Sydney Possuelo, mantan pemimpin Funai (lembaga yang mengurusi masyarakat adat), menyatakan bahwa “kita bisa sangat berbahaya bagi orang-orang asli pedalaman, ketika berada dekat dengan mereka”.

Maksud dia, virus jinak di tubuh kita bisa menulari mereka yang belum kebal, dan bisa berdampak fatal. Dalam contoh mudah, kita telah kebal dengan virus flu, karena kekebalan tubuh kita memang telah mampu menangkalnya. Tapi orang-orang di pedalaman tidak/belum memiliki kekebalan tubuh alami semacam itu, karena memang belum pernah bersentuhan dengan flu.

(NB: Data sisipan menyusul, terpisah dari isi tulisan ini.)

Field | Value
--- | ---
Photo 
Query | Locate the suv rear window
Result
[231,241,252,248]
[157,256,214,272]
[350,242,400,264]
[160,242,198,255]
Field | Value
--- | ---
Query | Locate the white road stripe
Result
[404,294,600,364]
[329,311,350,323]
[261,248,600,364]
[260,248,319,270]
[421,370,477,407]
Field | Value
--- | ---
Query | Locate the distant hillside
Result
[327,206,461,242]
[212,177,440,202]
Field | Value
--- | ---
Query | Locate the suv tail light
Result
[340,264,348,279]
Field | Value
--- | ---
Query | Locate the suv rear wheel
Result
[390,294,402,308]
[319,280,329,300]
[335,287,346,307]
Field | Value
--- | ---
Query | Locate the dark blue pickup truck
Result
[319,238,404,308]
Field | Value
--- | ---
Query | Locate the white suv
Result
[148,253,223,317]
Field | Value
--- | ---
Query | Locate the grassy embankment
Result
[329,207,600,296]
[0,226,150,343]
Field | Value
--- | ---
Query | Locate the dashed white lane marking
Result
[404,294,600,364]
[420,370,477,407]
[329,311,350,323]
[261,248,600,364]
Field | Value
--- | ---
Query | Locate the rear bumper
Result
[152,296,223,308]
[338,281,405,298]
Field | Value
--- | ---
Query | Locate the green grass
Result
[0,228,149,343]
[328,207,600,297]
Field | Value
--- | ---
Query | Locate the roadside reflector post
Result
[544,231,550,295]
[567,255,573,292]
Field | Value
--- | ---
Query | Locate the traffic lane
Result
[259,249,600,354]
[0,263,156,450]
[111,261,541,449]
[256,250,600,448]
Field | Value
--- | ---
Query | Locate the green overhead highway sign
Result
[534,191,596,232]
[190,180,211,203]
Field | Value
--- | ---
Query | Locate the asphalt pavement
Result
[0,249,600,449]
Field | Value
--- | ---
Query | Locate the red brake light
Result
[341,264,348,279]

“Tetapi,” lanjut Sydney Possuelo, “isu utamanya, kita tidak punya hak untuk mencampuri cara mereka hidup.”

Kita tidak punya hak untuk mencampuri cara mereka hidup. Meski mungkin terdengar remeh dan sederhana, berapa banyak dari kita yang mampu berpikir seperti itu?

Kita, Homo sapiens yang sok beradab ini, punya kecenderungan yang sangat memuakkan, yaitu merasa berhak mengatur kehidupan atau cara hidup orang-orang lain yang kita anggap berbeda dengan kita. Dari cara berpakaian, cara berinteraksi dengan orang lain, sampai cara berpikir.

Kita tidak nyaman melihat orang-orang yang kita anggap “tak beradab”, dan ingin memaksakan “peradaban” kita pada mereka. Padahal, kata Sarah Shencker dari Survival International, "Mereka (orang-orang pedalaman) penjaga alam sejati. Mereka benar-benar ahli dalam pelestarian. Ini adalah hidup mereka, dan mereka berkontribusi bagi kesejahteraan planet secara keseluruhan.”

Sementara Joenia Wapixana, satu-satunya anggota parlemen Brasil yang berasal dari masyarakat adat, menegaskan, "Suku pedalaman berhak untuk dilindungi, bukan dengan proses penjajahan gaya baru."

Peradaban kita belum tentu—dan jelas bukan—peradaban mereka. Mengapa hal sederhana ini sepertinya sulit dipahami orang-orang kota?